Whitespace facet and validation from Thomson, Martin on 2010-11-17 (xmlschema-dev@w3.org from November 2010)

From: Thomson, Martin <Martin.Thomson@andrew.com>
Date: Wed, 17 Nov 2010 08:27:41 +0800
To: "xmlschema-dev@w3.org" <xmlschema-dev@w3.org>
Message-ID: <8B0A9FCBB9832F43971E38010638454F03F33EA382@SISPE7MB1.commscope.com>

I know that whitespace is an area that is filled with pitfalls, but I have been asked a very simple question and I don't know what the right answer is.

  Does the value space for xs:token include U+A, U+9, U+D, or consecutive U+20 characters?

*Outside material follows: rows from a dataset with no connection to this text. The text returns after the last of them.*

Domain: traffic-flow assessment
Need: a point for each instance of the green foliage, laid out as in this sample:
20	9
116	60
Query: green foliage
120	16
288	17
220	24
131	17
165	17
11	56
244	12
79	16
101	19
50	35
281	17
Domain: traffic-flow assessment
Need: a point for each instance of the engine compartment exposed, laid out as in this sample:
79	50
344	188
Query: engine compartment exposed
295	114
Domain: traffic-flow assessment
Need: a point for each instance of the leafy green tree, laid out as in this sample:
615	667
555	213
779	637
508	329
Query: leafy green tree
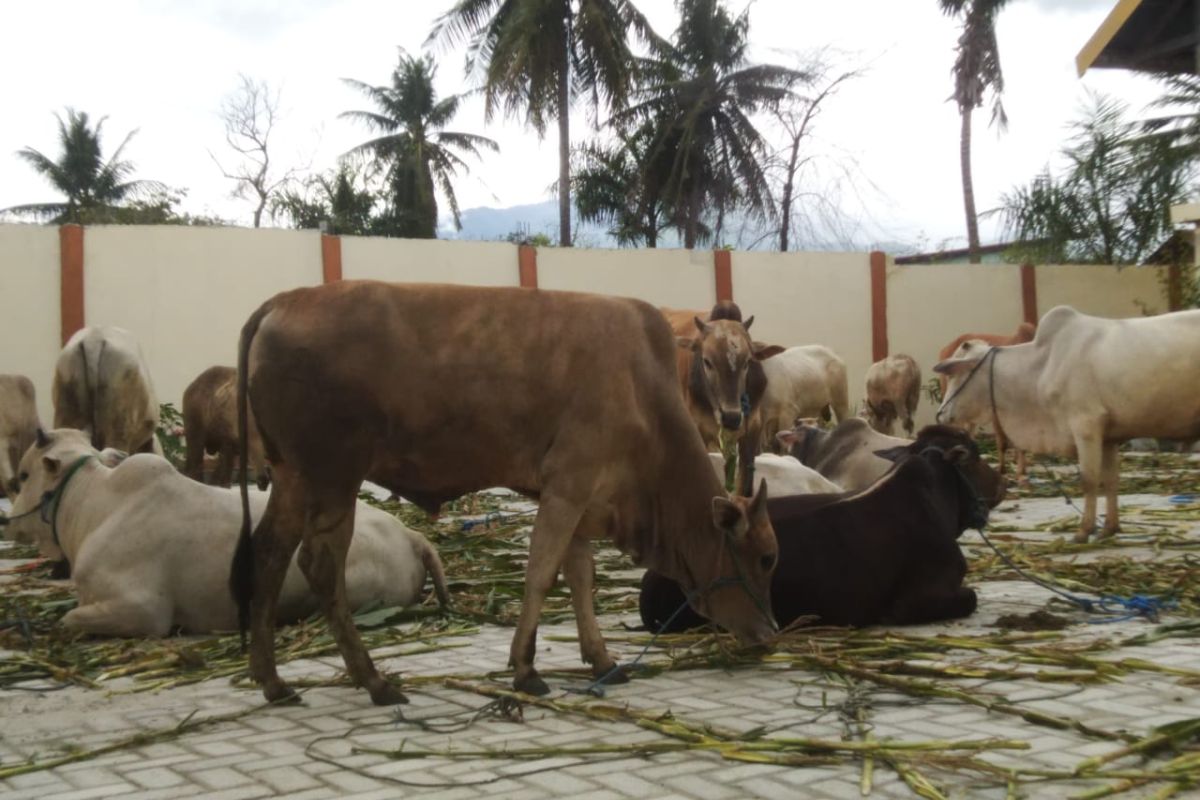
418	154
611	187
340	199
94	186
532	55
1111	204
700	91
976	73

Superficially at least, [1] seems to say no.  But [1] refers to [2] in its definition.  The text and examples in [2] clearly show that the product of normalization can include (at least some of) these characters by using character references (&#---;) as a form of escaping.  

Reading this, I had assumed that "<x>&#x20;a&#xa;</x>" would produce PSVI containing " a\n" even if the whitespace facet is set to "collapse".

After being reminded that schema validation works on the infoset, I discovered remnants of whitespace handling in [3].  I find that description somewhat puzzling, but I assume that in referring to xml:space [4] it defers whitespace processing to the "application".  The description of xml:space="default" could be read in any number of ways [5].

[4] requires that validating processor pass information on whitespace to applications.  That, along with [2], could suggest that the answer to the question was originally intended to be 'yes'.

On the other hand, I've not found an implementation that either passes whitespace information or passes any of the above characters to an application.  So the de facto answer appears to be 'no'.

I'm seeking some clarification on this question.  What is intended [6]?

Cheers,
Martin

[1] http://www.w3.org/TR/xmlschema11-2/#rf-whiteSpace

[2] http://www.w3.org/TR/xml/#AVNormalize

[3] http://www.w3.org/TR/xml-infoset/#infoitem.character

[4] http://www.w3.org/TR/xml/#sec-white-space

[5] XML and XML Infoset define different whitespace handling for attribute values and element content.  Fun.
[6] From a purely pragmatic standpoint, expecting behaviour other than what existing implementations exhibit would be foolish.  But that doesn't stop me from thinking that this could somehow be useful.  The attribute-value normalization behaviour is complex, but being able to represent any character is a useful characteristic.

Received on Wednesday, 17 November 2010 00:28:33 UTC